Reparar zonas puntuales o cambiar el suelo completo de una carrocería
La duda habitual es si merece la pena reparar una zona o cambiar el suelo completo. La respuesta depende del alcance del daño, del valor operativo del vehículo y del riesgo de que la incidencia vuelva a aparecer. Una reparación parcial puede ser válida cuando el problema está muy localizado y el resto del conjunto conserva rigidez y buen apoyo.
Sin embargo, si aparecen varias zonas blandas, deformaciones repetidas, humedad extendida o pérdida de fijación en puntos clave, la sustitución completa suele ser más razonable. Reparar solo la parte visible puede ocultar un problema que ya afecta a la estructura de apoyo.
Cuando el deterioro se repite en varias zonas, la reparación parcial puede alargar el problema en lugar de resolverlo.
También conviene pensar en el coste de parada. Si el camión trabaja a diario, una intervención incompleta puede obligar a parar de nuevo poco después. En flotas, talleres o vehículos de uso intensivo, suele ser más eficiente planificar una actuación completa cuando el desgaste ya compromete varias áreas.
No obstante, no todo desgaste exige sustitución inmediata. Un suelo con marcas superficiales, pero estable, seco y bien fijado, puede seguir trabajando si se controla su evolución. Lo importante es evitar decisiones basadas solo en apariencia. Una superficie muy marcada puede estar funcional, mientras que una zona aparentemente pequeña puede esconder humedad o pérdida de apoyo.
Para decidir con criterio, en TAC se pueden valorar datos como medidas del vehículo, tipo de carga, material actual, estado de perfiles, puntos de amarre y uso habitual. Con esa información es más fácil preparar una solución compatible y evitar cambios que no respondan al problema real.
Cómo decidir el cambio de suelo de la carrocería
La decisión final debe basarse en una revisión ordenada. Primero se identifica el tipo de daño; después se comprueba si afecta a la carga, a los perfiles, a la cama o a los amarres; por último, se elige el material y el conjunto de piezas compatible con la carrocería.

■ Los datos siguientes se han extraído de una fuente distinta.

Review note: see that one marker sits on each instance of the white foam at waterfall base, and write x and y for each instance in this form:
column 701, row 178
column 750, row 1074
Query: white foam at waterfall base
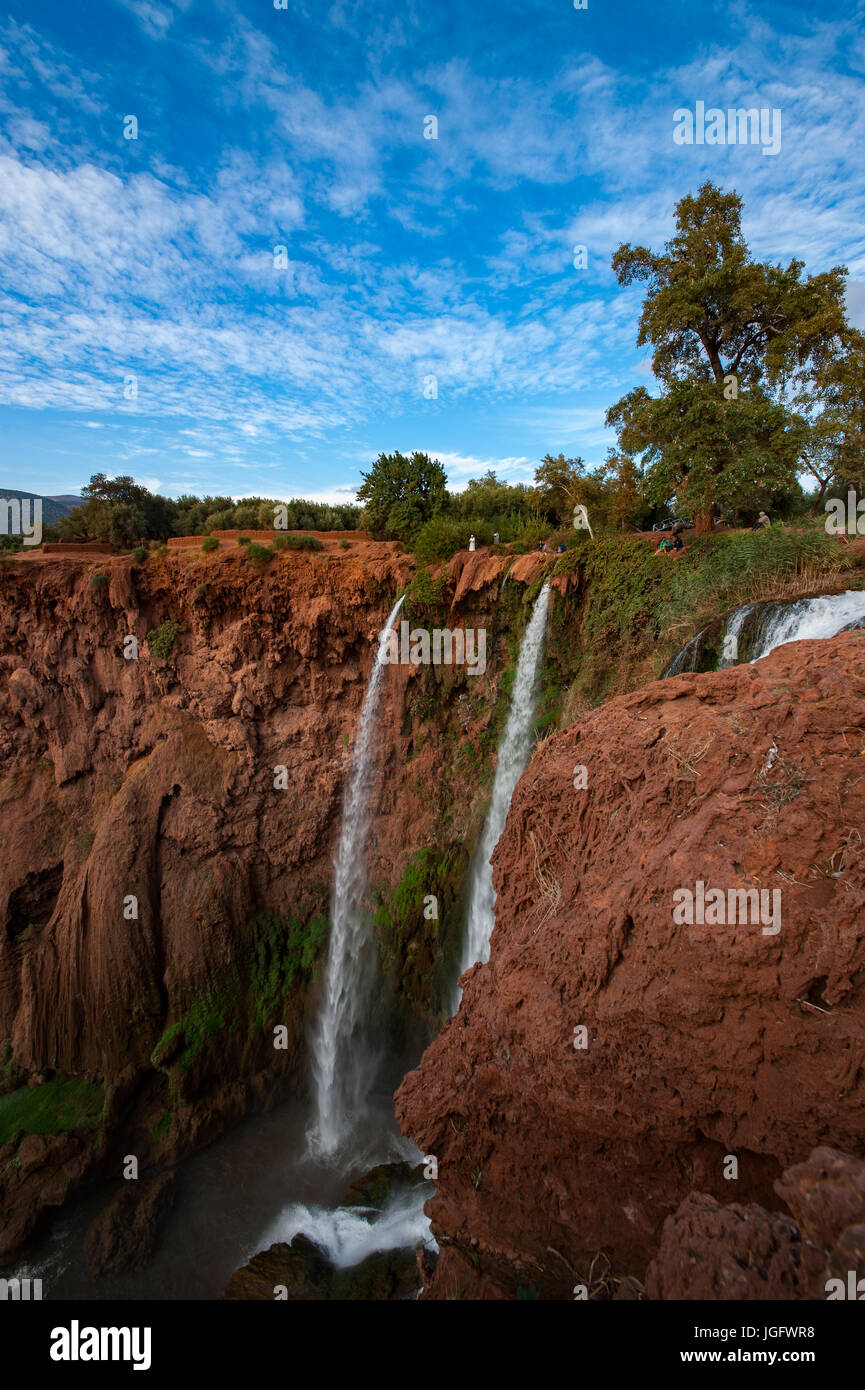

Si el vehículo trabaja con humedad, cargas pesadas o uso intensivo, conviene no esperar a que el suelo falle por completo. Una sustitución planificada reduce improvisaciones, permite elegir mejor los componentes y ayuda a mantener la carrocería en condiciones de trabajo más estables.
Antes de preparar el presupuesto, merece la pena reunir medidas, fotografías, tipo de vehículo, uso habitual y cualquier detalle sobre el montaje actual. Así el equipo técnico puede revisar compatibilidad y proponer una opción ajustada al caso, ya sea con tablero, cama, perfiles o accesorios relacionados.
Un suelo en buen estado no solo mejora la base de carga: también ayuda a que la carrocería trabaje con más estabilidad, control y seguridad diaria.